Novelist Randa Jarrar, recently elected RAWI's Vice President, says she feels a powerful sense of connection when she attends these meetings.
"If your passion is to write about the fusion between Arab and American cultures, then when you're at a RAWI conference, you're going to be surrounded by people who might share that passion," she added. "If you're concerned about your government, the American government actions abroad, then at a RAWI conference, you're going to definitely find other people who are equally concerned. If you're an Arab American woman writer and you are worried about offending your family or writing about taboo topics, then you're going to find other Arab American women writers who are equally worried and excited to both write about taboos and break them."

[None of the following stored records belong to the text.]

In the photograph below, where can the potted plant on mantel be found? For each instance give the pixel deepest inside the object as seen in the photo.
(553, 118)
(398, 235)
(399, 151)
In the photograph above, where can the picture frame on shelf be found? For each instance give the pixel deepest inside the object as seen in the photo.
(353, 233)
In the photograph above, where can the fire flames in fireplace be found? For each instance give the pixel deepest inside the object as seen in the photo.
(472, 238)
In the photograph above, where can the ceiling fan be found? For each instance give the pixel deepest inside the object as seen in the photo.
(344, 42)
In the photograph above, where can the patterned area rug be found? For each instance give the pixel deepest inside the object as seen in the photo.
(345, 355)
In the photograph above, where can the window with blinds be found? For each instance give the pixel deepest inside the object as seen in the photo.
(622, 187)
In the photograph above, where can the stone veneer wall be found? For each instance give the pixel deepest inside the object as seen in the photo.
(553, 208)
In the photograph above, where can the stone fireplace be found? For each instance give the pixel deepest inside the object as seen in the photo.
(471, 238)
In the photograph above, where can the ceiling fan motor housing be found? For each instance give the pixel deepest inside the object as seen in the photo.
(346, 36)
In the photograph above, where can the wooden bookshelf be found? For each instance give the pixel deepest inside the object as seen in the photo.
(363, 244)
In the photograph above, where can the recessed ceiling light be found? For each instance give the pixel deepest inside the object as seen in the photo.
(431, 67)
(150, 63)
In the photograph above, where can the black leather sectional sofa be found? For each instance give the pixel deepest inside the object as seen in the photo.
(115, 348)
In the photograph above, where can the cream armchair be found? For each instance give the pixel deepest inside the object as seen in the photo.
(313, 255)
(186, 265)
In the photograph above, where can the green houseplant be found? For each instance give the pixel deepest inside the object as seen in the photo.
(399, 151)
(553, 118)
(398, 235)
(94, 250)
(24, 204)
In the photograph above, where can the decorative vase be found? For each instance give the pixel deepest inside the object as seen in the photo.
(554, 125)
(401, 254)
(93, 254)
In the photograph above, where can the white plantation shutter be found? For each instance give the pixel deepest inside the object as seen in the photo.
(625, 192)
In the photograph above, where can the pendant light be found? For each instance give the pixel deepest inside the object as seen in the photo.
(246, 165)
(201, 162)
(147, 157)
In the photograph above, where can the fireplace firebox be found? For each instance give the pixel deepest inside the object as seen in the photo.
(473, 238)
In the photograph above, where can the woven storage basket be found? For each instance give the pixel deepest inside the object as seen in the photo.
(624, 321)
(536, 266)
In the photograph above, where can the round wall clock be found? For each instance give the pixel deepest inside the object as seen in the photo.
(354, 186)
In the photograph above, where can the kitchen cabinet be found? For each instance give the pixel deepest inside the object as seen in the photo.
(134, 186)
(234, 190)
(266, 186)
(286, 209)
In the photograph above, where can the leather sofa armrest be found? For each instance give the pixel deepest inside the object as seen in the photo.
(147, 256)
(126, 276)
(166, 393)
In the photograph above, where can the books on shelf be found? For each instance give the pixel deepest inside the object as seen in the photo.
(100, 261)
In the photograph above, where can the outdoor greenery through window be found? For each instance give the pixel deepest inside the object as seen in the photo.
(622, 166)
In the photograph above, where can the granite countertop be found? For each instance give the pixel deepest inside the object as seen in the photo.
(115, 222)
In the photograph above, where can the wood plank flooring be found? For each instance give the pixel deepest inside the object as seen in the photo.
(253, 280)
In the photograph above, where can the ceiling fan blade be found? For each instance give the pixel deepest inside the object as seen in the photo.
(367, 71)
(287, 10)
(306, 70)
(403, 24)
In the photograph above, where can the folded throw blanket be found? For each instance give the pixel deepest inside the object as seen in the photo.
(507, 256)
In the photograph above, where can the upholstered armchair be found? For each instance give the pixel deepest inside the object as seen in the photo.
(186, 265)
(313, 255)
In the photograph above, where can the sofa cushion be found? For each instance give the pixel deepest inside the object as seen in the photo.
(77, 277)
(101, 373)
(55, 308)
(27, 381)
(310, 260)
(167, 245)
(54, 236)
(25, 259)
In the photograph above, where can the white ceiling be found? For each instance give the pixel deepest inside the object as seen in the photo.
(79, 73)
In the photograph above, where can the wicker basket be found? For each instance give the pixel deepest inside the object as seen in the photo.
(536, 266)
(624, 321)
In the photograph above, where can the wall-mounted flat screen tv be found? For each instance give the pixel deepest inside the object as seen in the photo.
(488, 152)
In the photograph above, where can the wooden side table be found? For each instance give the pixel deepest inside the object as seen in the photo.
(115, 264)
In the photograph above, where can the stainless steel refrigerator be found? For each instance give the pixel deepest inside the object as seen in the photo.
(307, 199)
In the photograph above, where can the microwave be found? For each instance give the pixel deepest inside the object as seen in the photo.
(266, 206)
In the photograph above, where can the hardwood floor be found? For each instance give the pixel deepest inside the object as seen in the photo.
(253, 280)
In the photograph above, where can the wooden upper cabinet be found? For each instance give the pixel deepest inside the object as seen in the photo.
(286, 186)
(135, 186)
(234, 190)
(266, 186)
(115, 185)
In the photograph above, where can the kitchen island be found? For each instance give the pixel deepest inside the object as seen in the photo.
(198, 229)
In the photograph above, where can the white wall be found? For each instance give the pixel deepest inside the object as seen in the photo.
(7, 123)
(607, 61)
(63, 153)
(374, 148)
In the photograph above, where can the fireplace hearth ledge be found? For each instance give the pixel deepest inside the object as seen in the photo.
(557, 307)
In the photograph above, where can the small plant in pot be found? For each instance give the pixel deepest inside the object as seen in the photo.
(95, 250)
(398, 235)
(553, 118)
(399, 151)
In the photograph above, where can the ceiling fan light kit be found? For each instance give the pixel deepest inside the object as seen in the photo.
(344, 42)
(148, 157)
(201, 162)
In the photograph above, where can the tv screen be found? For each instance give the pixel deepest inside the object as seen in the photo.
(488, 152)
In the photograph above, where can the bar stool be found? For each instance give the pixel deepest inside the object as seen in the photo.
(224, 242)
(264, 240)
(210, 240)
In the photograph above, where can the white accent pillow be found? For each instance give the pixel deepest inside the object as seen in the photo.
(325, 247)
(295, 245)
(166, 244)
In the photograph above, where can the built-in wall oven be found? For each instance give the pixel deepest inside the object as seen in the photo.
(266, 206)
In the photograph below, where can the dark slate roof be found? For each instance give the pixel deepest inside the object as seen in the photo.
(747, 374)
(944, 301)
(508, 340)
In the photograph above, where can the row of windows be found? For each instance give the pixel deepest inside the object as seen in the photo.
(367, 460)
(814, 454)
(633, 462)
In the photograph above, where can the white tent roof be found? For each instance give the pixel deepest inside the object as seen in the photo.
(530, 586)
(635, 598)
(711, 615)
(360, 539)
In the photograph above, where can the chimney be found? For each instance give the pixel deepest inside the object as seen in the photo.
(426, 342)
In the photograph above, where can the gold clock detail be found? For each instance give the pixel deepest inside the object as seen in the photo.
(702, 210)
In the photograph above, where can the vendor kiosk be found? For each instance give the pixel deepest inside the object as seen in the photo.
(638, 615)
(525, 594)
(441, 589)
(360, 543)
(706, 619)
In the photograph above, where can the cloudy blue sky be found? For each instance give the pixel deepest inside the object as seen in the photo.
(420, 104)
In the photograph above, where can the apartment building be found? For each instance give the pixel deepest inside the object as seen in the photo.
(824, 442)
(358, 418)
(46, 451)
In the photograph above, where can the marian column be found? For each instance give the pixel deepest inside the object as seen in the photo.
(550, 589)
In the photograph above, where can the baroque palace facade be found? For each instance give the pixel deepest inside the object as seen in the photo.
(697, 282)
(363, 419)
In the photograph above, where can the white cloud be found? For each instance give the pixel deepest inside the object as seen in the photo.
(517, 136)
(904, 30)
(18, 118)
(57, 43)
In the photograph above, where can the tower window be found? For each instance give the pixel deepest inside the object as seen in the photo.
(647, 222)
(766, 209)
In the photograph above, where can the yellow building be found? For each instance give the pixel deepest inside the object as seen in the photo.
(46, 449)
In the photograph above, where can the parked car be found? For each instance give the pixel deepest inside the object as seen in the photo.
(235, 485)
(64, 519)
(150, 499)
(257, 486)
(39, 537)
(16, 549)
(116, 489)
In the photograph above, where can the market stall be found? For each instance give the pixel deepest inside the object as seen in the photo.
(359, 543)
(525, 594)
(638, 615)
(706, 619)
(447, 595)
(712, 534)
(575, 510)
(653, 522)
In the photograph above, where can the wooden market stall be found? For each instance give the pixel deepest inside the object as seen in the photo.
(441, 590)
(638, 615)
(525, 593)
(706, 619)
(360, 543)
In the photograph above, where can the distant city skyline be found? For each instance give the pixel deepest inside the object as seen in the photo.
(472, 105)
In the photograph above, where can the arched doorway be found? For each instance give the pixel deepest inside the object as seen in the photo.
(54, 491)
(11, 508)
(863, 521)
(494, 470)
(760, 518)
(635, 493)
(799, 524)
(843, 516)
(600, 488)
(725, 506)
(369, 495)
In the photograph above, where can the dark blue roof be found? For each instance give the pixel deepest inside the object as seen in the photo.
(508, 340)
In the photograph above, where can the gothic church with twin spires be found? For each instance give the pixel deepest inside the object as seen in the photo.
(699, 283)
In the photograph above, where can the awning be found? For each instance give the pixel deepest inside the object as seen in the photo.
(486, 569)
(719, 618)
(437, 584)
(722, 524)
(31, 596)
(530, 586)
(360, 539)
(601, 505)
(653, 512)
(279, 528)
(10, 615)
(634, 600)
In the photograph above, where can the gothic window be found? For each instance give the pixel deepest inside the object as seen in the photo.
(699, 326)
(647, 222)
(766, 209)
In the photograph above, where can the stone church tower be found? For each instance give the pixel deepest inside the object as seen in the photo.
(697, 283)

Training sessions at the conference offered young writers a chance to learn about the writing and publishing process. The participants had a chance to interact and learn from the experiences of other minorities' writers as well, according to the group's former president, Khalid Mattawa, professor of English at the University of Michigan.
"We had guests who are African American presented their work," says Mattawa. "We had Asian American representations in the conference. We had scholars from Europe coming to do research on Arab American literature.

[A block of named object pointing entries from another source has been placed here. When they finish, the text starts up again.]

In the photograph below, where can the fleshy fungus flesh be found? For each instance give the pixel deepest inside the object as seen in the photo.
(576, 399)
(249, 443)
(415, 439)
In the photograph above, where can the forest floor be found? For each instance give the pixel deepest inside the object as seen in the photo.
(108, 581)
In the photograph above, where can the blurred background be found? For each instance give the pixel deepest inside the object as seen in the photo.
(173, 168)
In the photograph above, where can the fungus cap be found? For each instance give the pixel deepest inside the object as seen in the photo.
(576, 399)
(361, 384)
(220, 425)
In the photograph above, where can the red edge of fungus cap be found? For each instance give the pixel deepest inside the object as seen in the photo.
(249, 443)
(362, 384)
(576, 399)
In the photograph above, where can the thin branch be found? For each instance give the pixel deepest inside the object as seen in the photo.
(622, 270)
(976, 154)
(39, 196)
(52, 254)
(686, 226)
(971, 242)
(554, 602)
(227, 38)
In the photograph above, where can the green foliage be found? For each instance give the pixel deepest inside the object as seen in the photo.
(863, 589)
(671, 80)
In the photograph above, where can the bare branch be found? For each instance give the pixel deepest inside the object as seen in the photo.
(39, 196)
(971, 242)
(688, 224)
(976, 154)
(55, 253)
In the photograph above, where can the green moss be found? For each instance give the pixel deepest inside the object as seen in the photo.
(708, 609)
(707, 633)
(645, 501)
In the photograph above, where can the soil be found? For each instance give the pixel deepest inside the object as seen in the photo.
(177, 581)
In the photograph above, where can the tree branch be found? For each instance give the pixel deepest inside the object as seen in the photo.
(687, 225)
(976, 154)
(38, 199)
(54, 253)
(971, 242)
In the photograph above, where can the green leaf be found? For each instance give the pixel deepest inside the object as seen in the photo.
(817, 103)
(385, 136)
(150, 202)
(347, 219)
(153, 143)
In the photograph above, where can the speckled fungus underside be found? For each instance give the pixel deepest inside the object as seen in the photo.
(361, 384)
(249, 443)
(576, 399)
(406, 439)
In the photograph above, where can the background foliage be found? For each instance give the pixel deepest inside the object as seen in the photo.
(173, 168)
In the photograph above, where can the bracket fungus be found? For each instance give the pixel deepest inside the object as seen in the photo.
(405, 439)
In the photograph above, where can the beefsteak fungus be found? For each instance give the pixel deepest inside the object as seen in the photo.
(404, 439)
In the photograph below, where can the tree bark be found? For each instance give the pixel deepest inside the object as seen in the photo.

The three-day event, Mattawa says, was also a forum to discuss the challenges Arab American writers face.
"Of course the issues of immigration, sometimes the perpetual misunderstanding, whether it's racial profiling or culture misrepresentation, that's always a challenge," he said. "But then the story is an art form, it's not a newspaper article. So the challenge of the aesthetics is just as important and significant as the challenge of addressing the issues that are at hand.
To find one's unique voice, he says, Arab American writers need to know where they come from and who they really are.
"There are many Arab Americans here who are not familiar even with their heritage when they aim to present it in a certain manner," said Mattawa. "I think that kind of research is required and is a challenge. The other challenge is to recognize that really our history is part of American history and our literature is part of American and world literature."
Along with the challenges, there are also some exciting new opportunities for the Arab American literary community, according to RAWI's newly-elected president, poet Hayan Charara.
"One of the questions that came up during the conference is where do we go forward, how to reach not just our own people, but those who are either in solidarity with us or who oppose some of the ideas that we are interested in," Charara said. "One of the ways we discussed was teaching. There are so many people who are interested in teaching Arab American literature, yet one of the questions they often have is 'where do we begin?' There are also a larger number of people who are studying Arab American literature on the college level and in post graduate work. So there is really a growing interest and we're seeing more publication of articles on Arab American literature as well."
Charara says the writer's group is exploring ways to use the growing public interest to encourage and support new Arab-American literary voices:
"We've talked about doing things like writers retreats, branching out to younger writers in schools and seeing what we can do in the early stages of their careers and also possibly establishing a kind of archive of Arab American literature and critical writings for scholars who may or may not be Arab themselves to be able to go to and use as a valuable resource," Charara adds.
Poet and RAWI president Hayan Charara says his group will keep its community of Arab American writers in touch with each other through e-mails and newsletters until RAWI's next meeting.